Edit: Thanks for several helpful comments. To give some background, possibly answering some of the replies: The practical side, slightly simplified, is that I defined iterator wrappers, i.e., custom iterator classes whose implementation depends on an existing ("wrapped") iterator. The type of the wrapped iterator is given as a template parameter and the wrapped iterator is given as a constructor argument. I carelessly assumed that I could define operator->()
in the wrapper class as &*wrapped_iterator
. This worked on clang, gcc, MSVC release build, and even in MSVC debug build for non-contiguous iterators. However, it resulted in assertion failures on MSVC's debug build for contiguous iterators, in functions like std::vector::assign(first,last)
where first and last are wrappers around contiguous iterators and first and last are both past-the-end iterators. The reason was that MSVC's vector::assign
invokes std::address_of(first)
even if first==last
, which I didn't anticipate. In turn, address_of
invoked first.operator->()
for my contiguous iterator wrapper. Since I had defined operator->()
as &*wrapped_iterator
, it invokes operator*
in the wrapped iterator whose behavior under the given conditions is undefined. In this particular case it resulted in an assertion failure, because MSVC's debug mode has special code that checks things like this (_ITERATOR_DEBUG_LEVEL
).
So I need to change my iterator wrapper's implementation of operator->()
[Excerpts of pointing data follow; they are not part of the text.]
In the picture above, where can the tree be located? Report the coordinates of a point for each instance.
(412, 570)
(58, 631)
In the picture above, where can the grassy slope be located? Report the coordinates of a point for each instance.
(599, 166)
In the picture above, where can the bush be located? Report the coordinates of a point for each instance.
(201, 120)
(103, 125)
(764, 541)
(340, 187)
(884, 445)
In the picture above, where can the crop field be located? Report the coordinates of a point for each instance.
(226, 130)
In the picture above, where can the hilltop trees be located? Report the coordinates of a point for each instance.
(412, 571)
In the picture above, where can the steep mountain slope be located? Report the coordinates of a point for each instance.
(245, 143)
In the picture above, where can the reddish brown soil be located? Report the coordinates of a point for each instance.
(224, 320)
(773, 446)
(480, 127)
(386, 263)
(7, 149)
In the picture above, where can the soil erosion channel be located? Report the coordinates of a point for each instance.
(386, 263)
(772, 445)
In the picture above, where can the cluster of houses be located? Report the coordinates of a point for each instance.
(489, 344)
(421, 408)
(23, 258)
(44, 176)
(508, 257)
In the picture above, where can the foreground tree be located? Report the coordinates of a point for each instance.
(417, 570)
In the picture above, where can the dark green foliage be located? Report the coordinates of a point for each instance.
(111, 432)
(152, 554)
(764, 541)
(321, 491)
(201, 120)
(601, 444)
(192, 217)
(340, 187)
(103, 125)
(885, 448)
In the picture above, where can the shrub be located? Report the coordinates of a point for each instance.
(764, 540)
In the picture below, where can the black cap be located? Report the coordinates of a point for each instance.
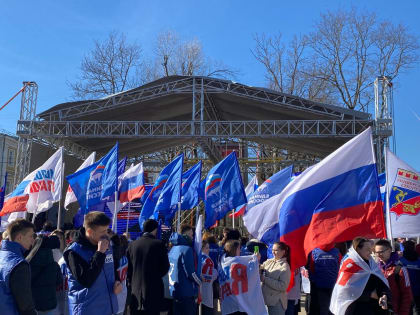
(150, 225)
. My first idea was to make it invoke operator->()
on the wrapped iterator. However, that is not guaranteed to be defined (see the accepted answer). What I have to do, is invoke std::to_address
on the wrapped iterator.
By my reading of the standard, a random_access_iterator
is not required to define operator->
. Thus, generic algorithms must only use operator*
. Of course concrete iterators are allowed to define additional methods, AFAIK the standard poses no requirements on those. So a non-contiguous iterator with UB in end.operator->()
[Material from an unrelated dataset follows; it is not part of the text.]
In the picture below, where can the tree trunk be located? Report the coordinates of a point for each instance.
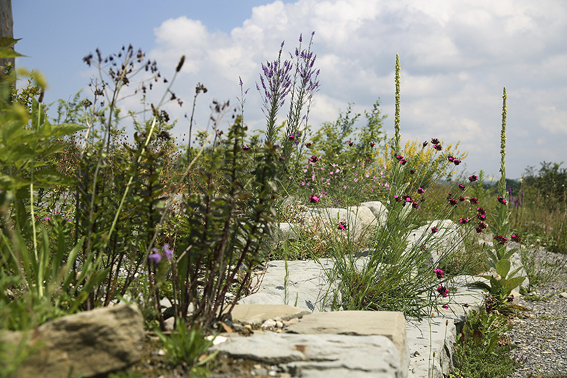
(6, 28)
should be fine; C++20 algorithms should not be calling operator->
at all.
(I think the rationale here is that some iterators might want to return elements by value, but operator->
is required to return a pointer. So those iterators are forced to not define any operator->
.)
It's only contiguous_iterator
that introduces the operator->
requirement (indirectly via std::to_address
). There, despite the common "obviously it's undefined behavior" reflex in the comments here, it must not have undefined behavior: std::to_address
(c) ==
std::to_address
(a) +
std::iter_difference_t
<I>(c - a)
must hold even when c
is a past-the-end iterator. This makes sense when you consider that a past-the-end contiguous iterator can be converted to a past-the-end pointer via &c.operator->()
.
The situation is different for legacy iterators (pre-C++20 algorithms): these expect that a->m
is equivalent to (*a).m
([input.iterators]
table). This also allows UB for non-contiguous iterators.
Note that these legacy iterator requirements are still used in C++20, e.g. for std::sort
; it's only the newer C++20-only functions like std::ranges::sort
that use the new concept-based iterator requirements.
(by the way, these language-lawyer question should be based on the actual standard text, not cppreference. Though in this case it turns out there's no significant difference between them.)